Hearse driver among mourners fined for red light infringement at Archie Roach funeral

Mourners travelling as part of the motorcade for the funeral of singer-songwriter Archie Roach are planning to contest fines of $462 each for running a red light during the procession.

Those involved in the funeral cortege say some motorbikes escorting the hearse had stopped traffic at the intersection of Fitzroy Street and Princess Street in St Kilda, allowing the procession to continue as a group, when they were captured on a fixed red-light camera.

The Southern Warriors Aboriginal Motorcycle Club escorting Archie Roach’s body though St Kilda.Credit:Scott McNaughton

Those who have received fines include the driver of the 1972 Chrysler Valiant hearse carrying Roach’s body back to Country and members of the Southern Warriors Aboriginal Motorcycle Club who were escorting the vehicle on its journey.

Fines were issued to seven of the 30 in the group that travelled through the St Kilda intersection at about 10.30am on August 22, when the funeral procession was en route to its next destination at Cleve Gardens, 800 metres away, which was a key meeting place for Roach.

When contacted about the matter, a Victoria Police spokesperson said disobeying red light signals posed significant safety risks to both drivers and other road users and was therefore considered a serious traffic offence.

The spokesperson said police would only ever consider overlooking such an offence in emergency situations.
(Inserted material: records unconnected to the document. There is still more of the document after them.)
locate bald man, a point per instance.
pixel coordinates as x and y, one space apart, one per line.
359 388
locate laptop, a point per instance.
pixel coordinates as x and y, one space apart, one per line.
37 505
Even then, they said, there would be a rigorous review process.

“Seven infringements were issued for disobeying a traffic control signal in relation to this matter. Victoria Police reviewed three of these infringements at the drivers’ request, however these were denied due to the seriousness of the offence,” they said.

“Victoria Police had offered the funeral organisers police assistance for the cortege’s movement through the Melbourne area but this was declined.”

Letters from police, sent to the three people who have officially objected to the fines, stated their reasoning for rejecting their withdrawal application was because the infringement was a “serious safety matter”.

Archie Roach in 2020Credit:Luis Enrique Ascui

Southern Warriors Aboriginal Motorcycle Group’s Ralph Hume, who is being represented by Robinson Gill lawyers, said common sense must prevail and the fines should be withdrawn.

He said the motorcade was often travelling at walking pace, about two to three kilometres an hour, with members of the group stopping to close intersections along the way to protect motorists.

“We are truly outraged and hurt by Victoria Police’s decision to persist in pursuing fines against the members of our community who took up the cultural duty of safely delivering our national icon and hero, Uncle Archie Roach AM to his final resting place,” Hume said.

“This incident only serves to drive a further wedge between our people and Victoria Police.

“Let us get on with our sorry business by remembering and honouring the legacy of our Song Man, Uncle Archie Roach.”

After stopping at Cleve Gardens, the motorcade escorted Roach’s remains to a location near Warrnambool, where a private funeral took place.

The procession stopped at Cleve Gardens in St Kilda.Credit:Scott McNaughton

Jason Kelly, who was part of the procession, said those involved had notified Victoria Police of their planned route days before it took place, which included stops at Melbourne family haunts for Roach such as Collingwood, Fitzroy, St Kilda and Melbourne’s CBD.

They then continued to Gunditjmara Country, in the state’s southwest.

A state memorial service and smoking ceremony is due to be held for Roach at Melbourne’s Sidney Myer Music Bowl next Thursday to celebrate his life and music.

Roach was a celebrated musician and Gunditjmara and Bundjalung elder known widely for his music including his 1990 album, Charcoal Lane.

The cortege travelling along Fitzroy Street in St Kilda.Credit:Scott McNaughton

He was also an advocate for the stolen generations and made a Member of the Order of Australia in 2015.

According to the government’s road safety camera data, the intersection of Fitzroy Street and Lakeside Drive, in St Kilda, is one of the more prolific traffic camera locations in the state, with 6344 penalty notices issued from that location between January and March this year.